Swine flu cases continue appearing as the virus evolves, prompting a World Health Organization meeting to address decisions surrounding creation and distribution of a vaccine.
Questions Still Loom :
The Associated Press reports that pharmaceutical companies are prepared to start producing a vaccine for swine flu, but crucial questions must first be answered. In Geneva, vaccine producers and health experts joined forces at the World Health Organization (WHO) to consider how much vaccine to make, how to distribute it and to whom.
"No big decisions" have been reached yet, WHO flu chief Keiji Fukuda told members of the press, but the organization’s Director-General Margaret Chan expects to have more information next week.
"These are enormously complicated questions, and they are not something that anyone can make in a single meeting," Fukuda allowed.
Some say investing in a swine flu vaccine is an absolute necessity at this point, particularly because a more severe strain of the virus could reappear, according to AP.

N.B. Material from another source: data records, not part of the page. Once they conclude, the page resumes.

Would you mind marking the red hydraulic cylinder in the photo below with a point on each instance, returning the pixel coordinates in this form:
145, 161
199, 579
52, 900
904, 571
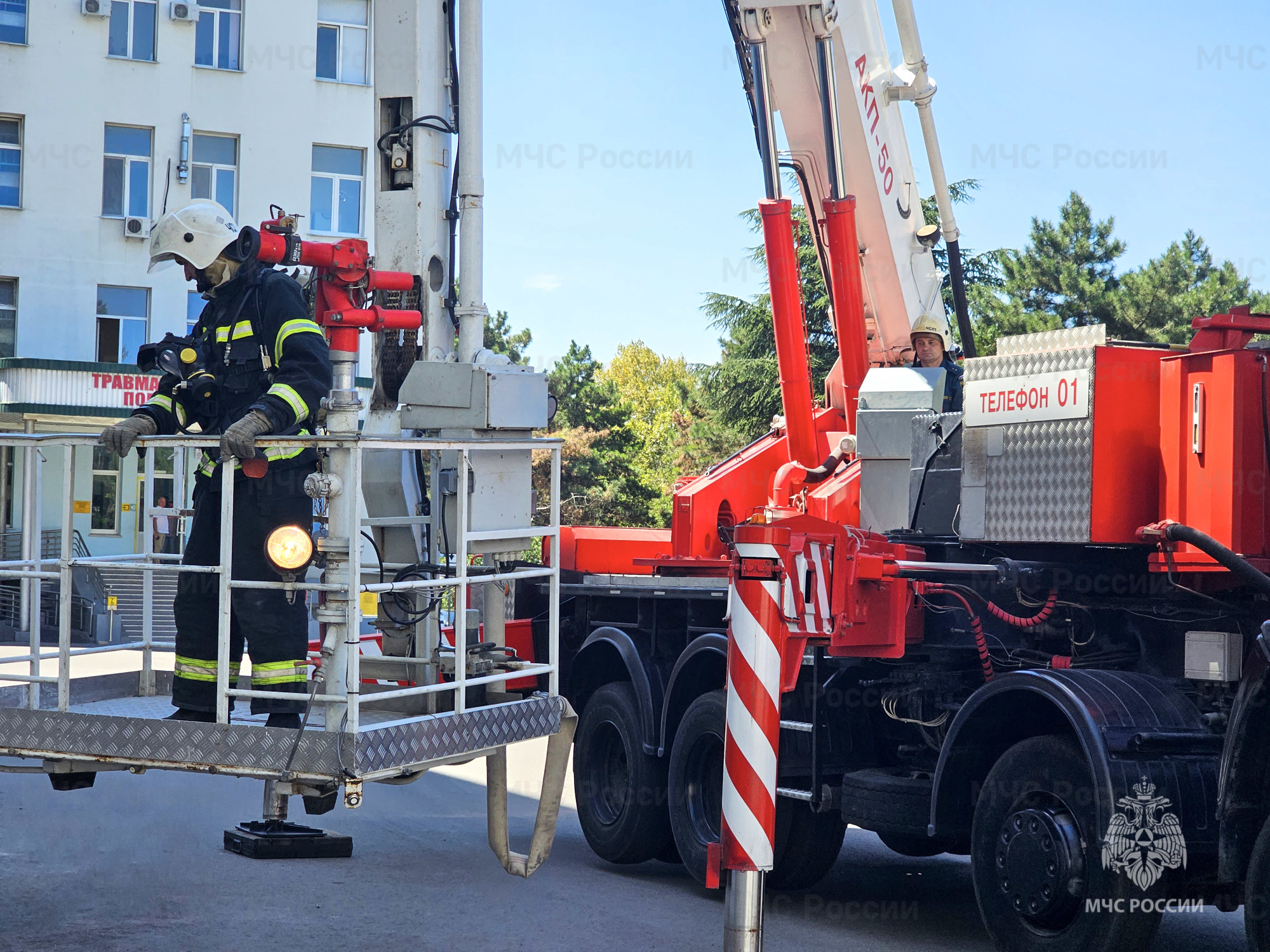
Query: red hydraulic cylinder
783, 281
849, 299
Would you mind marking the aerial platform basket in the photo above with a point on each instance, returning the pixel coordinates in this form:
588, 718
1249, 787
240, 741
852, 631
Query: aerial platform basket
79, 727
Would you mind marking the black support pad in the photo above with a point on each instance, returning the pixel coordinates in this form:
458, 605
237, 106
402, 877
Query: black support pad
260, 840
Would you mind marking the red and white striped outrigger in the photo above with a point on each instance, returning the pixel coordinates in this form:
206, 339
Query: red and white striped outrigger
793, 581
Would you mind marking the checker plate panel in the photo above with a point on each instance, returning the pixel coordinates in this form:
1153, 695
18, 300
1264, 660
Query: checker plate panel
1041, 488
256, 751
446, 736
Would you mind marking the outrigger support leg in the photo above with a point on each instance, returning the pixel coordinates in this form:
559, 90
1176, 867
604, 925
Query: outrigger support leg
274, 838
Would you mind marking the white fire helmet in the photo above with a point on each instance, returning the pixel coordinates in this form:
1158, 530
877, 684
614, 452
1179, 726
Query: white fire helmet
933, 324
197, 234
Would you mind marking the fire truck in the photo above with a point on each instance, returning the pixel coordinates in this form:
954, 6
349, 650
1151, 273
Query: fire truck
1029, 633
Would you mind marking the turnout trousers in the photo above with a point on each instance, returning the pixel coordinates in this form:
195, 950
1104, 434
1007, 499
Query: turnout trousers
276, 631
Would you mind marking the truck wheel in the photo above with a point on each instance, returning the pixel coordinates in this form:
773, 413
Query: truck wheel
697, 780
620, 790
1257, 894
1036, 861
807, 843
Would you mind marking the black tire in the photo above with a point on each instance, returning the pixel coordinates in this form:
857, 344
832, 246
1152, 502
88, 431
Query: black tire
887, 802
697, 780
1257, 894
620, 790
1032, 805
807, 843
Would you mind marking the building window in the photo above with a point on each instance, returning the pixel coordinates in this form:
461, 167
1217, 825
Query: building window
133, 30
13, 22
219, 36
8, 317
106, 492
121, 323
342, 34
11, 162
126, 173
214, 172
195, 305
336, 192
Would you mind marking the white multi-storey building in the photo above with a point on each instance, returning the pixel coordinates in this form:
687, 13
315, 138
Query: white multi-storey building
112, 114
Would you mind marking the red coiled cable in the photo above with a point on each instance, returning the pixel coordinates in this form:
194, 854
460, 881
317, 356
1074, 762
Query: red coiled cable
976, 626
1031, 623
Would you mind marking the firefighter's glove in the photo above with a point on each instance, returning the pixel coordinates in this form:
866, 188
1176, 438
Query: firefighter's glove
121, 437
239, 440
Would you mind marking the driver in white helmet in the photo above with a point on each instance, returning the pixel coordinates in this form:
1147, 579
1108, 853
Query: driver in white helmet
271, 369
932, 345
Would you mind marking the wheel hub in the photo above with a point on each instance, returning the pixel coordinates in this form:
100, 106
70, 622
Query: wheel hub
1039, 865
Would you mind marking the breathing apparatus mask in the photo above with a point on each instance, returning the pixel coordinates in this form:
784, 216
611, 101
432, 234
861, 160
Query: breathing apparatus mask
185, 359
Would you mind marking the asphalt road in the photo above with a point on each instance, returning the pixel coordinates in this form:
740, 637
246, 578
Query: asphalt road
137, 864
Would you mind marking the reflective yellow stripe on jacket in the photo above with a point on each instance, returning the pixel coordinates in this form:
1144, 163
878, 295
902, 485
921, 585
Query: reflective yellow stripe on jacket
288, 329
243, 329
271, 454
201, 670
279, 673
293, 399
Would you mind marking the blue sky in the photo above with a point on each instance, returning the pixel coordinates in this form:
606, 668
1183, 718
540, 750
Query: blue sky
1033, 98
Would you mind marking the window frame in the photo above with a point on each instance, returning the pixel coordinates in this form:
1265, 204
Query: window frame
215, 168
133, 31
120, 319
217, 34
26, 27
22, 154
335, 196
16, 284
117, 475
128, 172
340, 49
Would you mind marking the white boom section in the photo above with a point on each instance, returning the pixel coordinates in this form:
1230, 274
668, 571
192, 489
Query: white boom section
411, 230
902, 282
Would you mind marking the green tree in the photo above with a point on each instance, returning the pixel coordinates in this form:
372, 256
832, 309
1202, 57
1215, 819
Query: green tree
980, 270
501, 340
655, 389
1064, 279
741, 394
1159, 300
599, 482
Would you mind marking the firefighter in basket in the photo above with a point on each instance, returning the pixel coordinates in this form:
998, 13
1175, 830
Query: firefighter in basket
255, 365
930, 338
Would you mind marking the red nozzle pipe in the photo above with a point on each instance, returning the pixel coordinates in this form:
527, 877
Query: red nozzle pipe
849, 299
391, 281
783, 280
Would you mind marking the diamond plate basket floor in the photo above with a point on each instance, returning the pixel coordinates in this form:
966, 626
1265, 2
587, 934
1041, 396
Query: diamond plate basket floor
251, 751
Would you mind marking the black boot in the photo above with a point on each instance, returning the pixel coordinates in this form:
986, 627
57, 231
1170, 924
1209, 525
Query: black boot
185, 714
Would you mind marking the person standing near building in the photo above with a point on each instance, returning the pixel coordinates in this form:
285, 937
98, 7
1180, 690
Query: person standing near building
272, 370
930, 340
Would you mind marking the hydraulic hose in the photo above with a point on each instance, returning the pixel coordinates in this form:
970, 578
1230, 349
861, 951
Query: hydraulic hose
981, 642
1224, 557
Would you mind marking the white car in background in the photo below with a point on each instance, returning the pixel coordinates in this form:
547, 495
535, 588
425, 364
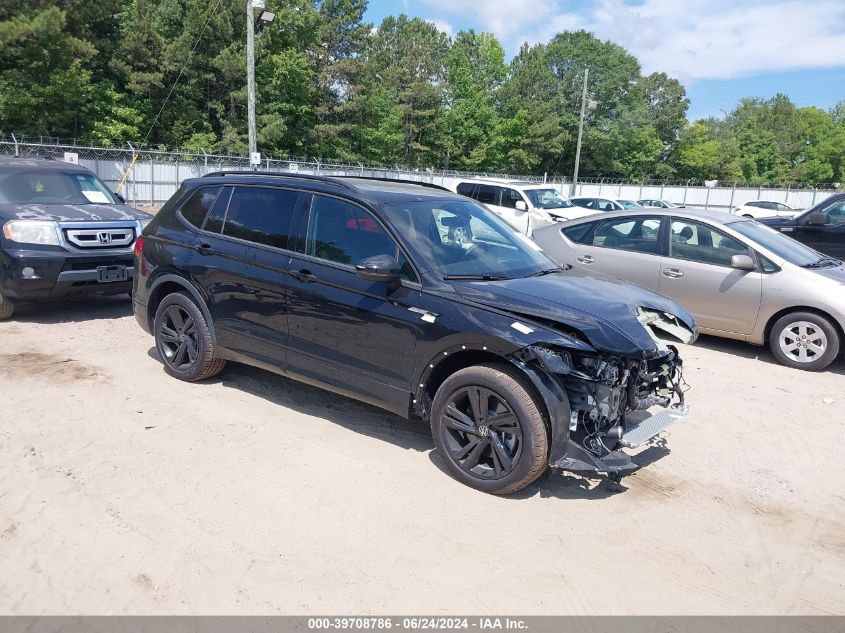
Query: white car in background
525, 206
765, 209
656, 203
604, 203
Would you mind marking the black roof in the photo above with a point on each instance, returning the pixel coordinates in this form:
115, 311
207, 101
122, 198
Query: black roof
377, 189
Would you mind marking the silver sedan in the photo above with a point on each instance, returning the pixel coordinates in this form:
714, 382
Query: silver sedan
740, 279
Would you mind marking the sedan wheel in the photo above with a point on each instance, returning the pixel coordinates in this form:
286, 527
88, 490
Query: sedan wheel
805, 341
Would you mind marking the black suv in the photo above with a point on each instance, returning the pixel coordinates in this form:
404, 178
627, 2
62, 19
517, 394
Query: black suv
421, 302
64, 233
821, 228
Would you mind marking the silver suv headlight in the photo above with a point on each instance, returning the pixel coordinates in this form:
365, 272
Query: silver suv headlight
32, 232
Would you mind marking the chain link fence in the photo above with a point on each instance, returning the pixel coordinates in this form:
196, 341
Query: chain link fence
148, 177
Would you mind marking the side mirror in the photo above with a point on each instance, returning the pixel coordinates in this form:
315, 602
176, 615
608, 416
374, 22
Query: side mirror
383, 268
817, 219
742, 262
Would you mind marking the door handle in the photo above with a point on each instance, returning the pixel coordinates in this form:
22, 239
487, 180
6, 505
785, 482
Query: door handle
304, 275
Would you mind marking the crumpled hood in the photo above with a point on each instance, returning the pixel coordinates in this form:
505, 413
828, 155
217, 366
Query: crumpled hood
72, 212
604, 309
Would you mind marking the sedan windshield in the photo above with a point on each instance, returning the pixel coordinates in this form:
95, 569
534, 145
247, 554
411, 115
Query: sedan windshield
792, 251
463, 240
629, 204
41, 186
547, 199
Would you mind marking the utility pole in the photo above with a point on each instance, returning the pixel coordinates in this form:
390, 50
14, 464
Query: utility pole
580, 133
250, 75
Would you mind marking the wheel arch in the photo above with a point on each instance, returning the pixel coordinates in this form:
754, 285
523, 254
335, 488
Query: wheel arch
551, 397
767, 332
169, 283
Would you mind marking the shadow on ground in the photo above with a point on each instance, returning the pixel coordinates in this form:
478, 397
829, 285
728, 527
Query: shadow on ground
408, 434
74, 310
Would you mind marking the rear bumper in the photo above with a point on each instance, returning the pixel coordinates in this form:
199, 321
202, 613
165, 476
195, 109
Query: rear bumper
58, 274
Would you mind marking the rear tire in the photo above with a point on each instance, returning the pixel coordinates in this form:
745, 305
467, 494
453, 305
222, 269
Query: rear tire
184, 341
7, 309
804, 340
489, 427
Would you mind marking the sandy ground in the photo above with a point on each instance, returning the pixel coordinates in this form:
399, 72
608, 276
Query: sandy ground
125, 491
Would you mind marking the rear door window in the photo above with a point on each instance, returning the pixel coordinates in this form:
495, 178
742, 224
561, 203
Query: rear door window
700, 243
262, 215
640, 234
466, 189
510, 197
487, 194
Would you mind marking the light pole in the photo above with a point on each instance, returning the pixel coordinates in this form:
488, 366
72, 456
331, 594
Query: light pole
584, 104
265, 19
250, 78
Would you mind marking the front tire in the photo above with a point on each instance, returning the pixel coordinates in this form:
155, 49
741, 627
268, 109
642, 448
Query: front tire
7, 309
183, 340
804, 340
489, 427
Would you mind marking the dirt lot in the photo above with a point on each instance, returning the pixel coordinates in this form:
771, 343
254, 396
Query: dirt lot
125, 491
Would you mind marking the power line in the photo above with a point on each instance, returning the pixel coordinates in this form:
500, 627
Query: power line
179, 76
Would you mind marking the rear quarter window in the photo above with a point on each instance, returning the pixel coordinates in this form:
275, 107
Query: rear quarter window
198, 205
579, 233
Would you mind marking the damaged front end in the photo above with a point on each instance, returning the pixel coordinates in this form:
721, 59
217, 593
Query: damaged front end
610, 397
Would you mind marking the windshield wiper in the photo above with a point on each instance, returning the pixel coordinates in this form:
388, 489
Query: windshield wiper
473, 278
824, 260
548, 271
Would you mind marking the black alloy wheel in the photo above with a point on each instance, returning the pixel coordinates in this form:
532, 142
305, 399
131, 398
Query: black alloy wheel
489, 425
178, 336
482, 432
184, 340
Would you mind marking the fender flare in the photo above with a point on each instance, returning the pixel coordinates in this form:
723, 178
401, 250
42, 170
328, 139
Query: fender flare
195, 295
557, 405
550, 391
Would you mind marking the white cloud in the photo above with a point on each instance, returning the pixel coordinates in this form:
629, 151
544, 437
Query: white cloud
443, 26
689, 39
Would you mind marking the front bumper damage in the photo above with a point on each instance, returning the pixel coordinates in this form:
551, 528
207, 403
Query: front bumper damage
606, 397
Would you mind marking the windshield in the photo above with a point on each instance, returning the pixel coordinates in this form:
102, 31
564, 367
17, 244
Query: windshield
781, 245
465, 239
41, 186
547, 199
629, 204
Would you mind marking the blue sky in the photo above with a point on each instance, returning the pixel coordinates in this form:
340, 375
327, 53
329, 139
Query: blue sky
721, 50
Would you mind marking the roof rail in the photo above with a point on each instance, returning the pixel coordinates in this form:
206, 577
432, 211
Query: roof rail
276, 174
430, 185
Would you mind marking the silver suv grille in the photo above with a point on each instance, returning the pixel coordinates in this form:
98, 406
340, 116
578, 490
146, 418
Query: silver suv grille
111, 237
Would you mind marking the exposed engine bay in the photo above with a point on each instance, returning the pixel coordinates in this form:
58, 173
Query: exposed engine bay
606, 392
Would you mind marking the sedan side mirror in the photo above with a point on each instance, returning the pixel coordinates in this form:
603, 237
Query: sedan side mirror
817, 219
383, 268
742, 262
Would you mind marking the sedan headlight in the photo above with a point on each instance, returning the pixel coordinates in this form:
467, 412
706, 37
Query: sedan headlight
32, 232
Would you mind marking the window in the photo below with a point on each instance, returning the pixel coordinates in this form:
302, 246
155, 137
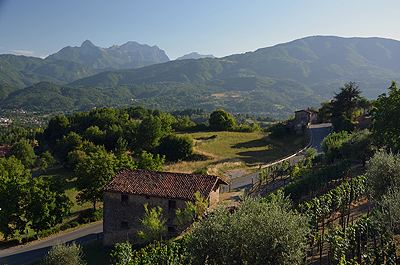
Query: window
171, 205
124, 198
124, 225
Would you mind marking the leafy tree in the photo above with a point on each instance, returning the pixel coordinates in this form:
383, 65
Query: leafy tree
332, 143
310, 152
121, 146
45, 161
95, 171
23, 151
153, 222
184, 124
342, 123
150, 132
383, 172
364, 105
359, 145
56, 128
147, 161
45, 206
94, 134
387, 119
176, 148
277, 235
346, 100
193, 210
67, 144
13, 184
220, 120
325, 111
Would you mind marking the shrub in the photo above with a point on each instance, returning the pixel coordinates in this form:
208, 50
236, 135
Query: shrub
258, 232
90, 215
62, 254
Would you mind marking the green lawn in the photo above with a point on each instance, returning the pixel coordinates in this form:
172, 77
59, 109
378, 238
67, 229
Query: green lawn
228, 150
252, 148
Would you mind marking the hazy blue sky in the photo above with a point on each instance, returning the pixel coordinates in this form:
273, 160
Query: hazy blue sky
219, 27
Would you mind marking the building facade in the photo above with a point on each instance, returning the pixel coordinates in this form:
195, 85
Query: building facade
125, 195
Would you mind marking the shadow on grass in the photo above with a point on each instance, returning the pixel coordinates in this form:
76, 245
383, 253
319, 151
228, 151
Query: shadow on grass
252, 144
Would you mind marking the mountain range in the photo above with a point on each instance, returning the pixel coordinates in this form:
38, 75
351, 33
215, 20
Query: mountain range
128, 55
270, 81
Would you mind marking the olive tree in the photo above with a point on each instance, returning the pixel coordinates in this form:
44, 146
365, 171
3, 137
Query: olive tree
383, 172
258, 232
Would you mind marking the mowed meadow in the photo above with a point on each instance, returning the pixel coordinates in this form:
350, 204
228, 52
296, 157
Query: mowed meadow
221, 151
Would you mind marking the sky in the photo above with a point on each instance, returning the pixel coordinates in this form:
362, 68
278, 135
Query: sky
219, 27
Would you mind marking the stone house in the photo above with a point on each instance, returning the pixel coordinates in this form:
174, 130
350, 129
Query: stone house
305, 117
125, 195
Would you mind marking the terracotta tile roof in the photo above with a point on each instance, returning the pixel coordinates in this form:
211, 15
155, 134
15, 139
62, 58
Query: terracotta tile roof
310, 111
162, 184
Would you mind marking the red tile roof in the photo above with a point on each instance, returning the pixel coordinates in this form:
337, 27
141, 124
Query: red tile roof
308, 110
162, 184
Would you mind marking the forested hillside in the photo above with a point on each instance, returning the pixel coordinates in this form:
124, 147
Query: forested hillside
22, 71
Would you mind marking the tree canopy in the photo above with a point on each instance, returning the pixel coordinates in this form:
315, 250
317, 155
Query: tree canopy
220, 120
277, 235
386, 122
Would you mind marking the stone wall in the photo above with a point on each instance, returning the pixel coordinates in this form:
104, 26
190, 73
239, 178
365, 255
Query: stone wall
121, 216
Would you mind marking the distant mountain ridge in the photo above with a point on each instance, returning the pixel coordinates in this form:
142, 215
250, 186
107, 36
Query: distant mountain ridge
321, 62
128, 55
21, 71
271, 81
195, 55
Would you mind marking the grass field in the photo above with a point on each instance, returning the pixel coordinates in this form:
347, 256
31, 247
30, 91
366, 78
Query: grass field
227, 150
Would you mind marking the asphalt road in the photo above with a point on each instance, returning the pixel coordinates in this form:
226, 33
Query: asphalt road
29, 253
23, 255
318, 133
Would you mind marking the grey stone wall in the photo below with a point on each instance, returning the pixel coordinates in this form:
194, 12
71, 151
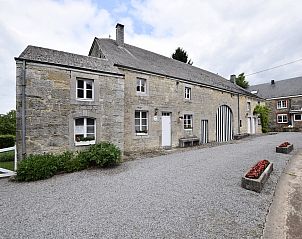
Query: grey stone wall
51, 107
167, 95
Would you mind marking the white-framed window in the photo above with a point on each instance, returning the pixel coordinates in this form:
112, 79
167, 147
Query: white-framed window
141, 122
188, 121
248, 106
141, 86
282, 104
84, 131
188, 93
85, 89
282, 118
298, 117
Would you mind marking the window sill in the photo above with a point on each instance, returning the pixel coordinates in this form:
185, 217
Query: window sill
141, 134
84, 143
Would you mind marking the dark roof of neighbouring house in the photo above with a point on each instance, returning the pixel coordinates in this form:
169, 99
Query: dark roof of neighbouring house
282, 88
139, 59
61, 58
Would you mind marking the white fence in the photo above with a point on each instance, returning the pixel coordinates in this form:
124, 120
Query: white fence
10, 149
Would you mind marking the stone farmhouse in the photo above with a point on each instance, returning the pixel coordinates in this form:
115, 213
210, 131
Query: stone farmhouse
284, 99
137, 99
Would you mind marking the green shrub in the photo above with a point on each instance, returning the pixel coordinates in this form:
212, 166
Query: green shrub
7, 156
7, 141
74, 163
37, 167
104, 154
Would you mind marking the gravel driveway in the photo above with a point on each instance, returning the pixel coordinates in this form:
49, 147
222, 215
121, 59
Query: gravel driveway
193, 194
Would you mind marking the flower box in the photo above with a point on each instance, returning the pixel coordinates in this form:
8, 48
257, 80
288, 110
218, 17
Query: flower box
255, 178
285, 148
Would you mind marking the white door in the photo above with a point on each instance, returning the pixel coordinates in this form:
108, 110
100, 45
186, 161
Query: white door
204, 132
166, 130
249, 125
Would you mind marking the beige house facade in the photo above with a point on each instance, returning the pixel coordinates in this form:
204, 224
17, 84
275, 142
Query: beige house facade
137, 99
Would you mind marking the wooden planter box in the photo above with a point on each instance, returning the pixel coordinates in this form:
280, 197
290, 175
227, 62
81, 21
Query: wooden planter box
285, 150
256, 184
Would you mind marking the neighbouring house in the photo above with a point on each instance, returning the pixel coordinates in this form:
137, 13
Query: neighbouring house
137, 99
284, 99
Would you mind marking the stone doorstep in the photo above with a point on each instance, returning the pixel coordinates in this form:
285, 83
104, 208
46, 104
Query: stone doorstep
6, 173
256, 184
285, 150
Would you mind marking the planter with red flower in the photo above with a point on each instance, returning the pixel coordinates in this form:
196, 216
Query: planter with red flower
285, 148
255, 178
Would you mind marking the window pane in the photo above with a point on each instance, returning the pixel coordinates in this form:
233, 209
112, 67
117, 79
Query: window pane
137, 114
80, 84
137, 122
89, 94
89, 84
90, 121
79, 121
80, 93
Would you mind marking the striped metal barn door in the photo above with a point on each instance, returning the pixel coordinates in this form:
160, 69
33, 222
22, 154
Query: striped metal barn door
204, 136
224, 124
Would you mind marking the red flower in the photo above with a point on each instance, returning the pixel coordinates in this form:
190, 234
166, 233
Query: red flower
284, 145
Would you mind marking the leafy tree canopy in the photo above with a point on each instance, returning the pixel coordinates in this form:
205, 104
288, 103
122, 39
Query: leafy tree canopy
8, 123
241, 81
181, 55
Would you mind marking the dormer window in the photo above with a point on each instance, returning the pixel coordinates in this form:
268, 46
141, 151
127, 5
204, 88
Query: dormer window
141, 86
85, 89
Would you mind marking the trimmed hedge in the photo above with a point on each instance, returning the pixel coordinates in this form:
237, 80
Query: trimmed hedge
37, 167
7, 156
7, 141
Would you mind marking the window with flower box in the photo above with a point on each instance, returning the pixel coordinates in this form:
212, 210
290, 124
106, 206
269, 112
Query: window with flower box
282, 104
297, 117
84, 131
282, 118
85, 89
188, 122
141, 86
141, 122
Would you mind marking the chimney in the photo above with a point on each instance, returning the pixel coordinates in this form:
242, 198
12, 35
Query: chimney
233, 79
119, 34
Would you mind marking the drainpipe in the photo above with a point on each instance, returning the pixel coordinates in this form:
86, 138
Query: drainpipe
238, 113
23, 106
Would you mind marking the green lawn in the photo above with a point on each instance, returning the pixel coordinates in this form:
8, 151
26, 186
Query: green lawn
7, 165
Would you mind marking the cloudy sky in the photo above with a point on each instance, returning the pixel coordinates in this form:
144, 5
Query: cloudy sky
225, 37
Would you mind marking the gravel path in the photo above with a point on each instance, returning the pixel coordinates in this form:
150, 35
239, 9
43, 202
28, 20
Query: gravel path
193, 194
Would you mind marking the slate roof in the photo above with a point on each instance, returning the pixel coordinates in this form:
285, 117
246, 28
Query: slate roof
61, 58
137, 58
282, 88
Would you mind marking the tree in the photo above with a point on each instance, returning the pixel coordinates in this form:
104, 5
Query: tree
241, 81
181, 55
8, 123
263, 112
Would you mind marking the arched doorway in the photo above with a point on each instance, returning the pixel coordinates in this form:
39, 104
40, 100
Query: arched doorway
224, 124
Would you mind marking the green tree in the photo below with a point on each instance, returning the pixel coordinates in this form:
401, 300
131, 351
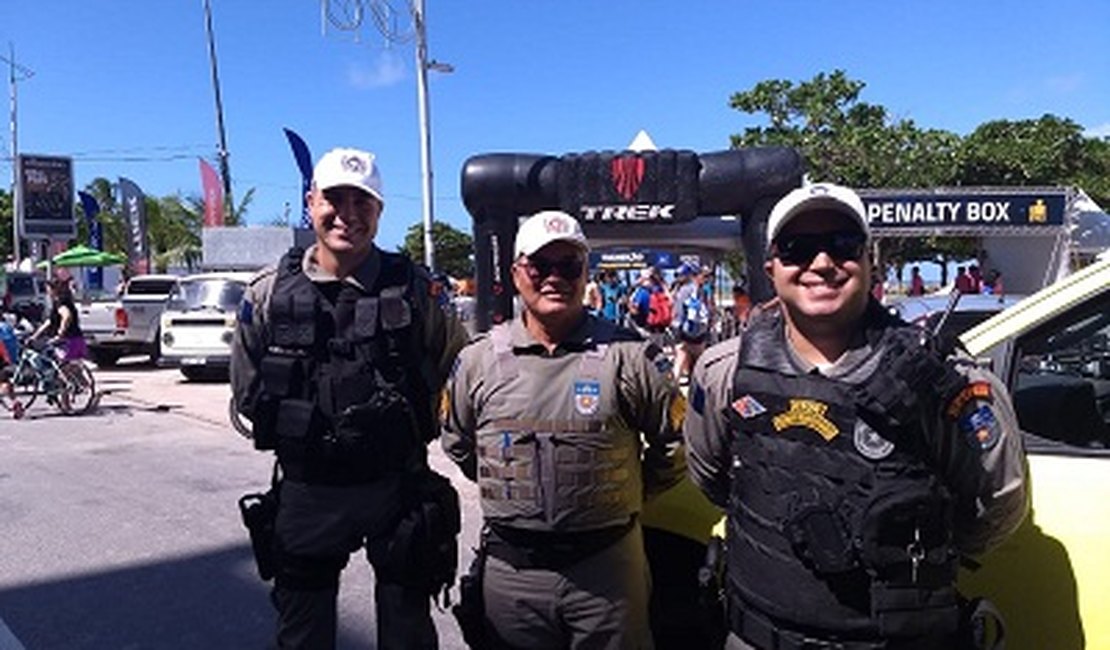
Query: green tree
454, 250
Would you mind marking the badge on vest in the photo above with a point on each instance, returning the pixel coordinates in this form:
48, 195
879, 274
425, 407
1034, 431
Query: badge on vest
748, 407
808, 414
980, 428
869, 443
587, 397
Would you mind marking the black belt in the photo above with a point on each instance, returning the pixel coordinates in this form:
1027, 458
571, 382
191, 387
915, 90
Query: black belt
762, 632
533, 549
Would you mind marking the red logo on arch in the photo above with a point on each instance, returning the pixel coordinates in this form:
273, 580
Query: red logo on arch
627, 173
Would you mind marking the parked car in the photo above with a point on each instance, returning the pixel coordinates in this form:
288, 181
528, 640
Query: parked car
199, 323
1051, 580
128, 325
23, 294
970, 310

At the end of April, WHO raised the swine flu pandemic alert level to 5, an advisement to all countries to initiate preparedness plans for a potential "mild pandemic."
As of May 15, the number of swine flu cases in the United States has reached 4,714 cases across 47 states (including the District of Columbia), with four fatalities, according to the Centers for Disease Control and Prevention.
Background: Evaluating the severity of swine flu :
The regular flu (whichever strain is prevalent in a particular year) infects between 5 and 20 percent of Americans annually, causing about 36,000 deaths. Swine flu has not yet run its course, but clearly cases and deaths would have to spike for the strain to match the severity of a typical flu season, reported the Los Angeles Times.
Dr. Christopher Olsen, a molecular virologist who studies swine flu at the University of Wisconsin School of Veterinary Medicine, told the Los Angeles Times that any flu-related death is "heartbreaking," but that we "do need to keep this in perspective."